Starting with its next regular meeting which is Tuesday, the school board will start its executive session at 4:30 p.m. and regular session, which is open to the public, at 5:30 p.m.
“Our goal is to move the meeting time back a little bit to hopefully make it more accessible for our community and parents to attend,” said Sikeston R-6 Superintendent Dr. Tony Robinson.
For many years, Sikeston R-6’s regular board meetings started at 4:30 p.m. Board members amended the board policy BDA, which deals with board meetings, during their Sept. 18 regular monthly meeting, which will continue to be held on the second Tuesday of the month.
In other action by the board, an amendment to board policy JGA-1, which deals with corporal punishment, was approved. The policy was amended to state that corporal punishment will not be used in the district.
“We’re making the shift to become a trauma-informed school district, and in order to be in line with our efforts there as far as a school district, we made the change of not participating in corporal punishment for that reason as well as liability reasons for our staff,” Robinson said.
He continued: “Obviously, if parents choose to use corporal punishment, that’s a parent’s choice. It’s not that we are in opposition to it, but as far as the district, we made that change.”
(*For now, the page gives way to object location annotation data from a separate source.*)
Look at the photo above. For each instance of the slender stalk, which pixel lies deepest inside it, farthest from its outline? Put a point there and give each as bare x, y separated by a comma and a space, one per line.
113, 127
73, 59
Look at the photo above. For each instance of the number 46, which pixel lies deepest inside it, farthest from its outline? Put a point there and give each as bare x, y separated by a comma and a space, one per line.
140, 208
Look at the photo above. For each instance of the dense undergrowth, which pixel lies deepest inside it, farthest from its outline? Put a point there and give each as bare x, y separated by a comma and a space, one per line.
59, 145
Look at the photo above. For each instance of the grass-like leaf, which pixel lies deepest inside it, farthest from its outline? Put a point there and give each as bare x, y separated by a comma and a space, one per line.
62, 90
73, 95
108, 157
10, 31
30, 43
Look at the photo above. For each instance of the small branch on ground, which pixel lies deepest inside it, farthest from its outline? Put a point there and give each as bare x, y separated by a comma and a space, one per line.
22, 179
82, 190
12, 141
The amended policy now reads: “For the purposes of this policy, corporal punishment is the use of physical force as a method of correcting student behavior. No person employed by or volunteering on behalf of the Sikeston R-6 shall administer corporal punishment or cause corporal punishment to be administered upon a student attending district schools. A staff member may, however, use reasonable physical force against a student for the protection of the student or other persons or to protect property. Restraint of students in accordance with the district’s policy on student seclusion, isolation and restraint is not a violation of this policy.”
Robinson said the district is beginning the ongoing, multi-year process to become a trauma-informed school district.
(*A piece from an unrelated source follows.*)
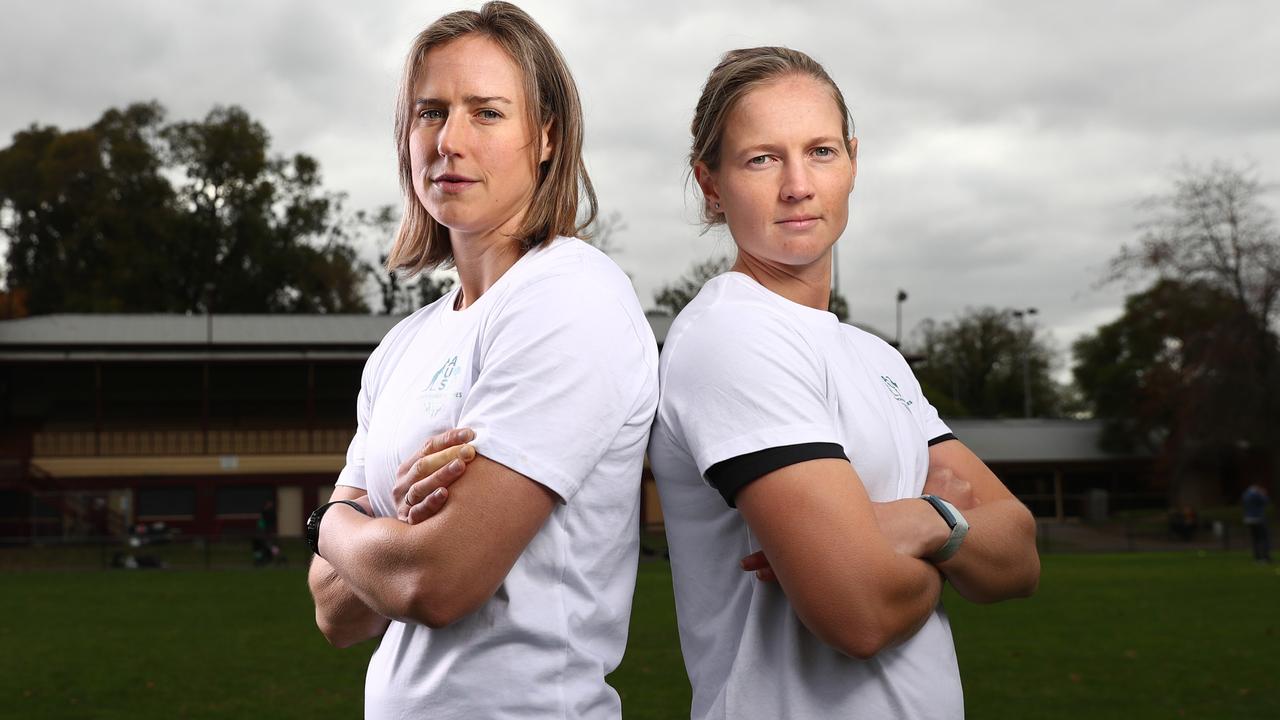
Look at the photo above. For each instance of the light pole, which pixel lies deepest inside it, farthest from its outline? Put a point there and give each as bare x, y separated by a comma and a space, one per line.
897, 336
1027, 354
“We’re taking some steps to get our district team and building teams identified and trained, and then we’ll start training our teachers,” he said. “We’ll start district team training this year, and in the summer our goal is to conduct some teacher training. Then we’ll do some whole-district training where every staff member who comes into contact with students will have training.”
In a trauma-informed school, the adults in the school community are prepared to recognize and respond to those who have been impacted by traumatic stress. Those adults include administrators, teachers, staff, parents and law enforcement. In addition, students are provided with clear expectations and communication strategies to guide them through stressful situations.
In other district news, the superintendent noted districtwide enrollment has increased by a total of 80 students with total district enrollment as of Sept. 4 as 3,509 students.